大樹町からお届け畑の真ん中だより
ペットボトル大根チャレンジ!<5>~トラブル発生編
良いニュースと悪いニュース、どっちから聞きたい?
今回はアメリカンジョークのような出だしで失礼します。では「良いニュース」からいってみます!
良いニュース:瀕死の6番が奇跡の復活を遂げる!
大石社長からのアドバイスを受け、ペットボトルの置き場所を砂利の上から土の上に移動したことで、虫の息だった6番が不死鳥のごとく蘇りました!見てくださいこの復活劇を!
間引き前に車の中で倒してしまい、首の皮(根の皮)1枚でかろうじて助かった6番。「もうダメだろうな」と諦めながらも、完全に枯れはしなかったので様子を見ていたのですが、まさかの復活、まさかの急成長。とにかく毎日の変化が著しく、生命力のすごさに驚くばかりです。今では葉の色つやもよく健康そのものなので、これからも無事に成長してほしいです。
悪いニュース1:ダイコンハムシに狙われる!
では次に悪いニュース。
前回イモムシを発見しましたが、どうやら食害の本命は「ダイコンハムシ」だとわかりました。このダイコンハムシ、成虫・幼虫とも葉を食べ、ひどい時には葉脈のみ残して葉を食べ尽くしてしまうという害虫。葉がなくなると光合成ができないため、土の中の大根本体も成長することができません。見つけ次第取っていますが、生き残った虫もいるらしく、日を追うごとに葉っぱがみすぼらしい状態になってきました。
広い畑なら殺虫剤の出番ですが、6つしかないペットボトルですから、せっせと虫取りに励みたいと思います。
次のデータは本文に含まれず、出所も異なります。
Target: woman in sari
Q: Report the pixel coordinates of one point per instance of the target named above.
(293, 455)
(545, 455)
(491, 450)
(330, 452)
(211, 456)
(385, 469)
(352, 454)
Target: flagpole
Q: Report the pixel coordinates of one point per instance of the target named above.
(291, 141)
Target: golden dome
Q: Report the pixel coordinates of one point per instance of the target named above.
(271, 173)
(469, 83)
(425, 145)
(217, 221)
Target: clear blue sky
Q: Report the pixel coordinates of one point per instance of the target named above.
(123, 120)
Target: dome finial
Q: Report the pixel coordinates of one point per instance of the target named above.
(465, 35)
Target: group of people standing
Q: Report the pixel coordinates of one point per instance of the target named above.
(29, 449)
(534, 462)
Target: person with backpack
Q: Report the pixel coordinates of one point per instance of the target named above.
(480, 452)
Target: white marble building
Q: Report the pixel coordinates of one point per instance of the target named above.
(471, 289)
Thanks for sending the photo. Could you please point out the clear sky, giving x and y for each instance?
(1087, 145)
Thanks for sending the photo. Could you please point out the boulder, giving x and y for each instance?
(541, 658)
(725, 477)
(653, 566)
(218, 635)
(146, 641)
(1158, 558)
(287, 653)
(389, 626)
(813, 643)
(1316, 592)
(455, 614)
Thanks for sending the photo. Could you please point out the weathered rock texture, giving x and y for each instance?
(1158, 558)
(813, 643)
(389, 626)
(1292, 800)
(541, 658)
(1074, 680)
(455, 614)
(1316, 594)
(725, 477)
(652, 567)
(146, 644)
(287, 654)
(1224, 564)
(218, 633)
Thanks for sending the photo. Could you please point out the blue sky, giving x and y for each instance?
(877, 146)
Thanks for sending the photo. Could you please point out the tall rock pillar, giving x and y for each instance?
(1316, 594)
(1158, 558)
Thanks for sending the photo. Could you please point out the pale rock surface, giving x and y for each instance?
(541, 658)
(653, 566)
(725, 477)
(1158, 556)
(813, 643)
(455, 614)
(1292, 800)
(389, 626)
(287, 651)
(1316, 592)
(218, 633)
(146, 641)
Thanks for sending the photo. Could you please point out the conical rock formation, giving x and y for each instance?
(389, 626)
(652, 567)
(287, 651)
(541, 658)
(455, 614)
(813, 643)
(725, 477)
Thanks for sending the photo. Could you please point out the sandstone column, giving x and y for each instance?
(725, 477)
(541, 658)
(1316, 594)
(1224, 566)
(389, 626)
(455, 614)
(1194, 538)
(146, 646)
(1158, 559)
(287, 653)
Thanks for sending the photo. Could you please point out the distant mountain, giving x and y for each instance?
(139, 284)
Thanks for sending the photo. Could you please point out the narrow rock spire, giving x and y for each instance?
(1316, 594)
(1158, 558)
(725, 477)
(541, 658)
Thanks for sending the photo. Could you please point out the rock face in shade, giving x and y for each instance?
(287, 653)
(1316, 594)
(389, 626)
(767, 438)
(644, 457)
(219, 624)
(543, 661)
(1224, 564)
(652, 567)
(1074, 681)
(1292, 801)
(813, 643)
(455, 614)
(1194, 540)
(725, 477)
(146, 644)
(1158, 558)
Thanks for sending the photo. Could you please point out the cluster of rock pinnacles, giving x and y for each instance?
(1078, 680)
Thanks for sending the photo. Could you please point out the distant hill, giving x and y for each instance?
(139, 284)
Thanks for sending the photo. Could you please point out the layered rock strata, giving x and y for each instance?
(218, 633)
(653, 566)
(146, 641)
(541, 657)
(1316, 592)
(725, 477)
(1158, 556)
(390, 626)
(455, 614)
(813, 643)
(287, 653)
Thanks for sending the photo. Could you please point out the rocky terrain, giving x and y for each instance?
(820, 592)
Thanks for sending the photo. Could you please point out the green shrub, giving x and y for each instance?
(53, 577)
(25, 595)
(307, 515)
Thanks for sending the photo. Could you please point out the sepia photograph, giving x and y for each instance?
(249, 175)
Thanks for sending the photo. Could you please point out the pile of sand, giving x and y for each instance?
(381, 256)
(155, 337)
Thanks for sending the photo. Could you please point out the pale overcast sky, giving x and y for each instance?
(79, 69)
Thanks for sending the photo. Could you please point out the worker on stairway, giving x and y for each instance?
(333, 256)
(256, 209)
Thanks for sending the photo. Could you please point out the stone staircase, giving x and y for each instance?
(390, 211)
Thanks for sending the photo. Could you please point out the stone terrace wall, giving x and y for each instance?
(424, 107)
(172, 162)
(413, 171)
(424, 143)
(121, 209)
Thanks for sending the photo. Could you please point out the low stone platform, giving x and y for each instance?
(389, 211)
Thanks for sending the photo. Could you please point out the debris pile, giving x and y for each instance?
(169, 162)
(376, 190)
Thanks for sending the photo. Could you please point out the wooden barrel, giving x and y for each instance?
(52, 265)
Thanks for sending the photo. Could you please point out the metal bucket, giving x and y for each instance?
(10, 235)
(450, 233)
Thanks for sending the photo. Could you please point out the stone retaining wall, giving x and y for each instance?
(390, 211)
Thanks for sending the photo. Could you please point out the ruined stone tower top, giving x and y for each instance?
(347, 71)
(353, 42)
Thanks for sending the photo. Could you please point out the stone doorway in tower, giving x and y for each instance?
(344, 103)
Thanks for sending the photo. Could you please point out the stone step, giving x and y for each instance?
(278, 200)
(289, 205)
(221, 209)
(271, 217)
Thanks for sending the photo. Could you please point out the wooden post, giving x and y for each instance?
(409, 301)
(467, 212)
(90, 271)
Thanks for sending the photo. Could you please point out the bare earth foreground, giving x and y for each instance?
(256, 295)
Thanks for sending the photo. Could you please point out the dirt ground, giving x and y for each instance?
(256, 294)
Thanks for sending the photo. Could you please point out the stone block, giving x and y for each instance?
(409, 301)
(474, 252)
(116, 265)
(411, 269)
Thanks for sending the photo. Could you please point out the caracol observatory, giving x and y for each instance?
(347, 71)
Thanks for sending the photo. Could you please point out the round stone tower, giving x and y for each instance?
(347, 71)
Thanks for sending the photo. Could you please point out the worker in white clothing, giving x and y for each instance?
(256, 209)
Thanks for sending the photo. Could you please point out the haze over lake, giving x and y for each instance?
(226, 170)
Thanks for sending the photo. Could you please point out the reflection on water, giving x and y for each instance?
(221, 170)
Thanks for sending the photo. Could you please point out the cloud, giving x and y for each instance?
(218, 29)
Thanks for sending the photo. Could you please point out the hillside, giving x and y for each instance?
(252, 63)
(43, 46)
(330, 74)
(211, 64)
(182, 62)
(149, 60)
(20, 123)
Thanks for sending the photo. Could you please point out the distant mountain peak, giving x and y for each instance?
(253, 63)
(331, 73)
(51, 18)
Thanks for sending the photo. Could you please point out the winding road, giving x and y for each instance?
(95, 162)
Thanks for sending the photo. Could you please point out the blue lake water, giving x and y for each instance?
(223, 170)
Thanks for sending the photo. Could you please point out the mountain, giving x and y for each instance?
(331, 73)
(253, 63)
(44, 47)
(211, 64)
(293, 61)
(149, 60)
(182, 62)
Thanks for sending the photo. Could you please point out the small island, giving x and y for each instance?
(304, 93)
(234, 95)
悪いニュース2:緊急事態発生!大石農産側だけ枯れていくのはなぜ!?
実は本当の悪いニュースはここから。
なんとなく「大石農産の畑の土に植えたほうだけ成長が遅いな」とは感じていたのです。きっと気のせい、と現実から目をそらしていたものの、日に日に成長の差が明らかになってきます。
上段が買ってきた土、下段が大石農産の土。
7/9朝、ついに無視できないくらいの差になりました。
大石社長に聞くと「買ってきた土と比べて成長が遅いのは窒素不足。葉の色も薄いし、明らかに硝酸態窒素が少ない」と即答。さらに追い打ちをかけるように長男の将寛さんから
「播種前の土なら窒素肥料は入ってないです。畑では播種と同時に窒素肥料を入れるので」という衝撃の事実を聞かされます!
窒素肥料が入ってない!
そうだったのかーーー!
いや、播種機の説明動画を見れば播種時に窒素肥料を同時投入していることは明らかです。さらに硝酸態窒素についても説明を受けたばかり。これは畑の土をもらってきたから大丈夫に違いない、と思い込んでいた私のうっかりミス、いや勉強不足です。
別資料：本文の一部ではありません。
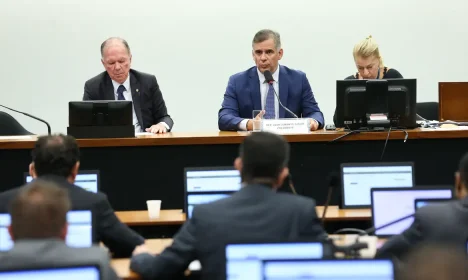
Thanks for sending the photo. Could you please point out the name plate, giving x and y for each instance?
(286, 126)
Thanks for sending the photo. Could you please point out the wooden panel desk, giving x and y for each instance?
(176, 217)
(152, 167)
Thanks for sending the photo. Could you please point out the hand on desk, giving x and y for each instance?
(157, 128)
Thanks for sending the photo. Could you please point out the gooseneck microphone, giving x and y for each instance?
(31, 116)
(269, 79)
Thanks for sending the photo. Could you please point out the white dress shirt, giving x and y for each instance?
(264, 87)
(128, 96)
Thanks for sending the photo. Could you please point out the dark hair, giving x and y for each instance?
(104, 44)
(55, 155)
(263, 155)
(39, 211)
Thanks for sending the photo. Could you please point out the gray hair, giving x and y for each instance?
(266, 34)
(113, 39)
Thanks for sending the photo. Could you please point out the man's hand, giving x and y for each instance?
(157, 128)
(141, 249)
(258, 117)
(313, 125)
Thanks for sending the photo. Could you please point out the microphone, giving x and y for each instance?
(269, 79)
(31, 116)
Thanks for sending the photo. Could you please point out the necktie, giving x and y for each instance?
(270, 103)
(120, 91)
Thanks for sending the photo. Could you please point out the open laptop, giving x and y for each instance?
(329, 269)
(207, 184)
(80, 230)
(87, 179)
(89, 272)
(245, 260)
(358, 178)
(392, 204)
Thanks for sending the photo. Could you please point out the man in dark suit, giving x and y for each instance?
(247, 91)
(39, 229)
(119, 82)
(57, 158)
(445, 223)
(255, 213)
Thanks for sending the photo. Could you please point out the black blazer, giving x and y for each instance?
(148, 101)
(120, 239)
(442, 223)
(254, 213)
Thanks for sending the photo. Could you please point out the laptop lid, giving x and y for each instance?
(329, 269)
(391, 204)
(80, 229)
(245, 260)
(87, 179)
(207, 184)
(88, 272)
(358, 178)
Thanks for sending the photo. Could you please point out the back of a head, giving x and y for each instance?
(435, 262)
(55, 155)
(367, 48)
(39, 211)
(264, 155)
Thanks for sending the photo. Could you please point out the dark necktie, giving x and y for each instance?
(120, 91)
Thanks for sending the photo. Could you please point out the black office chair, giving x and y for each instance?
(10, 126)
(428, 110)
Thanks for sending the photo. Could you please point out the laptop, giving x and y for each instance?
(245, 260)
(208, 184)
(89, 272)
(392, 204)
(381, 269)
(358, 178)
(80, 230)
(87, 179)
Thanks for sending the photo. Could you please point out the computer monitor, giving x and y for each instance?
(418, 203)
(80, 229)
(89, 272)
(357, 179)
(87, 179)
(379, 269)
(101, 119)
(207, 184)
(245, 260)
(392, 204)
(357, 100)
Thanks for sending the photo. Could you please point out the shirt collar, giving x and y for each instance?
(126, 84)
(275, 75)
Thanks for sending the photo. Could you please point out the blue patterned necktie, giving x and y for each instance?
(270, 103)
(120, 91)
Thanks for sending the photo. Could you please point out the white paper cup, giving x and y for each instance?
(154, 208)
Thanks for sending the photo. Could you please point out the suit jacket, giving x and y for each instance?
(243, 96)
(148, 101)
(254, 213)
(120, 239)
(441, 223)
(30, 254)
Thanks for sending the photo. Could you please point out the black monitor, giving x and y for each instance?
(101, 119)
(369, 104)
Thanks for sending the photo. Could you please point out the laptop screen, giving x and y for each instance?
(80, 233)
(245, 261)
(391, 204)
(329, 269)
(204, 185)
(359, 178)
(87, 179)
(71, 273)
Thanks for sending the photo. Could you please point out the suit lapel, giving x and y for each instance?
(255, 95)
(135, 86)
(283, 90)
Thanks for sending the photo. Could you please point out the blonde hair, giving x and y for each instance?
(367, 48)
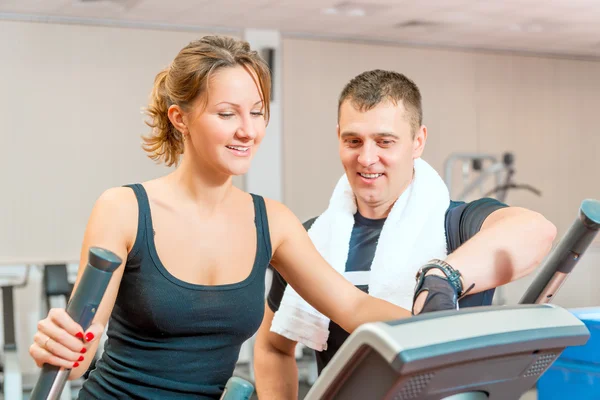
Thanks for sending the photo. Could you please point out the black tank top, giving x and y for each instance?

ただその時点ではまだ、そのうち液体の窒素肥料でも買ってこようかな、くらいの気持ちでのんびり構えていました。
しかし事態は急変します。その日まで1か月近く気温が低く霧や雨が続いていたのに、午前9時を過ぎたあたりからぐんぐんと気温が上昇し、あっという間に真夏日になりました。
そして一夜明けた7/10。ペットボトル大根を見た私は「あっ!」と声を上げてしまいます。
明らかに昨日より葉っぱが黄色になっています!さらに全体的に元気がなく、しんなりしているではないですか!これはヤバい。もはや「肥料買ってこようかな」なんてのんびり構えている場合ではありません。
もしも大石農産側だけ枯れてしまったら、企画そのものが失敗に終わります。第1回目で「サボテンも枯らす女」なんて笑っていましたが、こんなところで本領発揮はしたくない!と、迷わず大石農産に駆け込みました。
窒素肥料投入!復活なるか?
ペットボトル大根を見るなり「あー、これは相当...」と言葉を濁した大石農産スタッフ。その様子にただ事ではない空気を感じ「えっ、瀕死ですか?」「もうダメですか?」と焦って何度も聞いてしまいました。
大石社長は「いやまだ、完全に枯れてないから間に合うはず」と本来であれば播種の時に入れる窒素肥料を投入。「すぐに水をたっぷり上げて肥料を溶かして」とアドバイスされました。
さてこの後、無事育つのでしょうか。大根の生命力を信じたいです。
それにしても今回、瀕死から起死回生を遂げた6番といい、1日で葉っぱが黄色くなった大根といい、植物は思っているよりずっと天候や環境の変化に敏感で、短時間で様子が一変するのだということを実感しました。
大石社長が常々「大根収穫期は畑に張り付いていないとだめだから遠出できない」と言っている意味が分かったような気がします。
いつも変わらず青々と茂っているように見える畑も、たくさんの配慮で成り立っているのだと改めて思いました。